Figures from the Society of Motor Manufacturers and Traders (SMMT) show that September saw demand for battery electric vehicles (BEV) hit a new record volume, achieving a 20.5% share of the overall market.
Units sold rose by 24.4% to 56,387, and the record market share is a 16.6% increase on the previous year. In the new car market generally, September was a key ‘74’ plate change month that saw a market increase of 1%, its best performance since 2020.
Across all fuel types, growth was driven by fleet purchases, which represented 54.2% of the overall market. Private consumer demand fell by -1.8% to 120,272 units, accounting for 43.7% of registrations.
Plug-in hybrids saw the fastest growth of any fuel type and hybrid electric vehicle registrations rose 2.6%. Meanwhile, petrol and diesel registrations declined by 9.3% and 7.1%, respectively, although together, they were still the choice of 56.4% of buyers in September.
The record volume of BEVs sold was also primarily due to fleets, deliveries of which rose 36.8% to account for more than three quarters (75.9%) of BEV registrations. Private BEV demand also rose, up 3.6% after what the SMMT called ‘unprecedented’ manufacturer discounting.
This growth was equivalent to just 410 additional registrations. Consumer demand for diesel vehicles grew at a faster rate, increasing 17.1% in September—a volume uplift of 1,367 units.
BEV market share for the year to date only marginally rose to 17.8%, with the SMMT forecasting this will reach 18.5% by the end of the year. According to the SMMT, previous assumptions—of a market delivering steady BEV growth, cheaper and plentiful raw materials, affordable energy and low interest rates—have not come to fruition.
The upfront cost of a BEV remains high and the trade association also suggested that lack of consumer confidence in the UK’s charging provision (despite recent investment and growth) is still acting as a barrier.
This is contrary to research carried out by Octopus Electric Vehicles. The electric vehicle leasing arm of the UK utility said the charging infrastructure myth was busted after its research found four out of five EV drivers said the network is ‘good’.
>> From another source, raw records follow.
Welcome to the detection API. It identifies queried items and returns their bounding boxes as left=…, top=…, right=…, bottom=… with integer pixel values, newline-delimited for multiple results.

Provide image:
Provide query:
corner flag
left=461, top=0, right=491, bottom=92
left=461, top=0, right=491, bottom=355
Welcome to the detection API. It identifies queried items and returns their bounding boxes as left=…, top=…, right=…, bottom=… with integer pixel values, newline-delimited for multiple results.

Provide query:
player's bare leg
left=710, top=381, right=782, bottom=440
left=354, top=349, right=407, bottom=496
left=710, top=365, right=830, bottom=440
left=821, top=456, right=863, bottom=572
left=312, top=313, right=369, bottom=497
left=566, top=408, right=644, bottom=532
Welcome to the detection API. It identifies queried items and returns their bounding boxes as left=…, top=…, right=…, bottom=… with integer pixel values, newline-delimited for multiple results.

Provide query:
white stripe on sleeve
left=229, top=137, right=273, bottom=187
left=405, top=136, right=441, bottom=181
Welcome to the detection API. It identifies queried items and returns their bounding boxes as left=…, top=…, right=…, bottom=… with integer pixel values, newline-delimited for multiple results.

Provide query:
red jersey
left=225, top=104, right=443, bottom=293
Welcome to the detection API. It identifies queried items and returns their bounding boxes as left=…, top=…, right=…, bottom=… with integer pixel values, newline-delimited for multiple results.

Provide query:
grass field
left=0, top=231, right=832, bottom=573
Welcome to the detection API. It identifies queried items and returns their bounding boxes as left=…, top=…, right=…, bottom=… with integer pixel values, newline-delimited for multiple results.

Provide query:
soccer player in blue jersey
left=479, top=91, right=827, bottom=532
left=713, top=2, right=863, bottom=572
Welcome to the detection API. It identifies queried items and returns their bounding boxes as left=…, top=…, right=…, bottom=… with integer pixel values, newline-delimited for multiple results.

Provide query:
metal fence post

Sustaining the EV industry
SMMT estimates that to offset the underlying lack of consumer demand, manufacturers are on course to spend at least £2 billion discounting EVs this year. Given the money already invested to develop and bring these models to market, the situation is “untenable” and threatens manufacturer and retailer viability.
As a result of this somewhat bleak outlook, SMMT and 12 major vehicle manufacturers wrote to the chancellor on 4 October, calling for measures to support consumers and speed up the pace of the transition ahead of the budget announcement expected in the coming weeks. These include:
- Temporarily halving VAT on new EV purchases to put more than two million new ZEVs (rather than petrol or diesel) on the road by 2028.
- Scrapping the VED ‘expensive car’ tax supplement for ZEVs, due next year, to avoid penalising buyers.
- Equalising VAT on public charging to match the 5% home charging rate and mandating infrastructure targets to support those who cannot charge at home.
- Maintaining and extending the business incentives that are working, including Benefit in Kind, which supports company cars and those on salary sacrifice schemes, and the important Plug-in Van Grant.
Mike Hawes, SMMT chief executive, said: “September’s record EV performance is good news, but look under the bonnet and there are serious concerns as the market is not growing quickly enough to meet mandated targets.
While we appreciate the pressures on the public purse, the Chancellor must use the forthcoming Budget to introduce bold measures on consumer support and infrastructure to get the transition back on track and, with it, the economic growth and environmental benefits we all crave.”